Ride sharing platform Careem says hit by cyber attack with data of up to 14 million users stolen

Haythem Elmir

The personal data of up to 14 million people in the Middle East, North Africa, Pakistan and Turkey has been stolen by online criminals in a cyber-attack on the systems of Dubai ride sharing platform Careem.

On January 14, the company detected the breach in the computer systems which hold the account data of customers and captains – or drivers – in 78 cities in 13 countries. Names, email addresses, phone numbers, as well as trip data was stolen.

At the time of the attack, Careem had 14 million customers and 558,000 captains on its platform. Those who have signed up since then are not affected by the breach.

It is the first successful cyber-attack of this magnitude on the company, according to Careem.
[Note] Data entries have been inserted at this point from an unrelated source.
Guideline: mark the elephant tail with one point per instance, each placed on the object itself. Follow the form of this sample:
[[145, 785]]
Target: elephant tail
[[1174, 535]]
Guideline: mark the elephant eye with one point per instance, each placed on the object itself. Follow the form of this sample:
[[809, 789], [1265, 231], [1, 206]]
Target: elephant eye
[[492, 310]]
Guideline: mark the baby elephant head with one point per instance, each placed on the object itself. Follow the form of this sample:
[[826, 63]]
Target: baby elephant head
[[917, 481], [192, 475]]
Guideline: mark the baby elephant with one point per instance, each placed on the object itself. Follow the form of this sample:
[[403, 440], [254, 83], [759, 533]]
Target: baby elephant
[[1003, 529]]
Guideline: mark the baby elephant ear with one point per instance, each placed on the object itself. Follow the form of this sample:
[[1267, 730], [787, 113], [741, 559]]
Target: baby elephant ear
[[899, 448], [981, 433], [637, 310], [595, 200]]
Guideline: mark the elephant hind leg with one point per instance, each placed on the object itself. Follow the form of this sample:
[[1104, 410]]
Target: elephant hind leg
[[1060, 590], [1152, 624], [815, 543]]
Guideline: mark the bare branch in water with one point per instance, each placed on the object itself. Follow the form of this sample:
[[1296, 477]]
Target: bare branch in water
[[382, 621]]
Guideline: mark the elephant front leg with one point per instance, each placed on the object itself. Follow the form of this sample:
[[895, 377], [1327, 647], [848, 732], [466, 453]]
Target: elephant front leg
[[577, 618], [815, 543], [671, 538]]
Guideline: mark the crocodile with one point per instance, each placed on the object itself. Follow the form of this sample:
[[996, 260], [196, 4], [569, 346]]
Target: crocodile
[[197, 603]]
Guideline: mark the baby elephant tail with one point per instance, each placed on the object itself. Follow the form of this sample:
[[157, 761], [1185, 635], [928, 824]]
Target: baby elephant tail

It said that there is no evidence that passwords, which are encrypted, or credit card numbers, which are kept with a highly-secure external third party, have been compromised.

No fraud or misuse related to the stolen information has been discovered so far by the company.

On January 14th, the company said it was alerted to a message the hacker had left on its system. It immediately investigated the incident, and together with an external cyber security firm put in place measures to protect the data and ensure its services were not disrupted.


Careem said it successfully identified and secured the source of the breach and has now strengthened its network defences.

Relevant law enforcement agencies will be notified in due course and the company is collaborating with Interpol. Careem’s servers are located in Ireland. It will also notify Dubai’s Roads and Transport Authority, Careem said.

“We regularly review and update our security systems – this time it wasn’t enough to prevent an attack,” Careem said in an email it will send to its customers on Monday, which The National has seen in advance, apologising for the security failure.

Mudassir Sheikha, Careem chief executive and co-founder told The National that “throughout the incident, our priority has been to protect the data and privacy of our customers and captains. Since we discovered the criminal activity, we worked to understand the situation, who was affected, and what we needed to do. We’re sorry for what happened, but Careem has learned from this and will come out stronger and more resilient.”

Careem, which has expanded its services to 90 cities and 14 countries this year, is making a huge investment in digital security off the back of the January incident and has hired “leading cyber security experts”.

The RTA, which uses Careem’s ride hailing app for its taxis, is not affected by the attack, as it does not share any of its drivers’ data with the company.

According to the UAE Telecommunications Regulations Authority, hackers targeted 34 websites in January, including eight data breaches.

In November, rival Uber said it had paid hackers to delete the personal data of 57 million customers and drivers in an attack that the company did not disclose had happened for more than a year. Its chief security officer was dismissed over the incident.

Cyber security threats around the world are on the rise and last May, major companies such as FedEx and Telefonica, and public institutions including the UK’s National Health Service, were victims of a world-wide WannaCry ransomware attack.

Researchers at Kaspersky Lab at the time recorded more than 45,000 attacks in 74 countries worldwide, including the UK, UAE, Spain, Russia and Saudi Arabia.